« Son Rectifié n’était absolument pas celui de ses fondateurs,
Willermoz et les autres ;
c’était un Rectifié à sa façon, à son gré, et surtout selon ses desseins.
Desseins en partie occultés et en partie avoués –
et comme les maçons sont généralement naïfs,
ils n’y voyaient que du feu. » (p. 17).
Jean-François Var, qui occupa pendant de longues années des responsabilités au sein du Grand Prieuré des Gaules, et se distingua jusqu’à tout récemment par la fonction de Grand Aumônier qu’il exerça, vient enfin de publier l’ouvrage dont il annonçait la sortie depuis des mois sous le titre La franc-maçonnerie à la lumière du Verbe, (Editions Dervy, 2013, 274 p.).
On y trouve un recueil de nombreuses études portant sur le Régime rectifié, qui pour certaines avaient été déjà éditées lors des décennies précédentes dans diverses revues maçonniques comme les Cahiers Villard de Honnercourt, ou les Cahiers Verts. Les voici donc réunies, ces dites études, accompagnées de quelques textes plus récents, en un seul volume, le tout formant un ensemble cohérent non dénué d’intérêt, quoique l’on sente une nette évolution de la pensée au cours des ans, disons d’une conception rectifiée assez respectueuse de la doctrine de Willermoz, à des approches beaucoup plus personnelles.

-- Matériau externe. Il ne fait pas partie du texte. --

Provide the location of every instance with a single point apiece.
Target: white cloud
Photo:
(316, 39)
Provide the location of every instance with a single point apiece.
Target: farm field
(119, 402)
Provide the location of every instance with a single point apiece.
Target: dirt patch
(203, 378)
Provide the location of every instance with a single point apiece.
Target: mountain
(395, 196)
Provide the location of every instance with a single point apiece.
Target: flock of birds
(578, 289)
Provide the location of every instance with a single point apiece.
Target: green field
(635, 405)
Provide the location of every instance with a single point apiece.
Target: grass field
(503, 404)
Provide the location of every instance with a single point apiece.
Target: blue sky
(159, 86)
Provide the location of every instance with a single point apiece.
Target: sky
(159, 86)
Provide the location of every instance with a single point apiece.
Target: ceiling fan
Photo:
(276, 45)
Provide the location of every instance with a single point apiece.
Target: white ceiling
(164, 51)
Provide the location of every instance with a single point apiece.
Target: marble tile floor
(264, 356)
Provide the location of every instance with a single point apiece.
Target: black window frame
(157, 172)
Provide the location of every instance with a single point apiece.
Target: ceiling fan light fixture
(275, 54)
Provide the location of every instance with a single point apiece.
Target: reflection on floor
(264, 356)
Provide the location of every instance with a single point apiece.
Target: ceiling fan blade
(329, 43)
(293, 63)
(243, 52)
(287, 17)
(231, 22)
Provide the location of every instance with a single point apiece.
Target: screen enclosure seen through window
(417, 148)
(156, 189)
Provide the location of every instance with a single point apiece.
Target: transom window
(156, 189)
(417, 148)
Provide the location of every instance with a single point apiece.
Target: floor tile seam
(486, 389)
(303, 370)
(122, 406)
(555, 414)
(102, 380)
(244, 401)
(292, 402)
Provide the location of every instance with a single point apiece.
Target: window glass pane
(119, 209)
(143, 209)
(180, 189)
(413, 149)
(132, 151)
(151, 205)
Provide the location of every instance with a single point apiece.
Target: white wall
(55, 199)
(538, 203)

Pourtant, le texte justifiant l’édition de ce recueil, et sur lequel nous allons nous arrêter, est situé en introduction, faisant suite à une aimable préface du père José A. Ferrer Benimeli s.j., (pp. 7-9), révélant des motivations pour le moins surprenantes et problématiques, tant sur le fond que sur la forme.
a) Un procès ad hominem sévère et inquisitorial
D’emblée un sentiment de surprise saisit le lecteur : la vigueur plus que sévère des propos distribués à l’encontre de Jean Tourniac, cité sous son nom civil [Jean Granger], tant dans ses fonctions maçonniques que ses attachements confessionnels et religieux, sous les traits d’un « Janus bifrons » (sic), (p. 12) !
Le procès à charge, sans possibilité de réponse évidemment puisque Jean Tourniac a quitté ce monde en 1995, prend parfois l’aspect d’attaques ad hominem d’une rare rigueur.
Ainsi Jean-François Var, qui n’hésite pas à s’immerger dans les domaines de la psychologie, soutient tranquillement, avec un sens posthume de la fraternité plus que discutable, que l’ancien Grand Prieur du Grand Prieuré des Gaules, était un homme « séducteur », « jouissant de sa faconde », usant de duplicité dans ses rapports humains, puisque affichant une chaleur qui était de la « pose », masquant « indifférence » et « animosité ».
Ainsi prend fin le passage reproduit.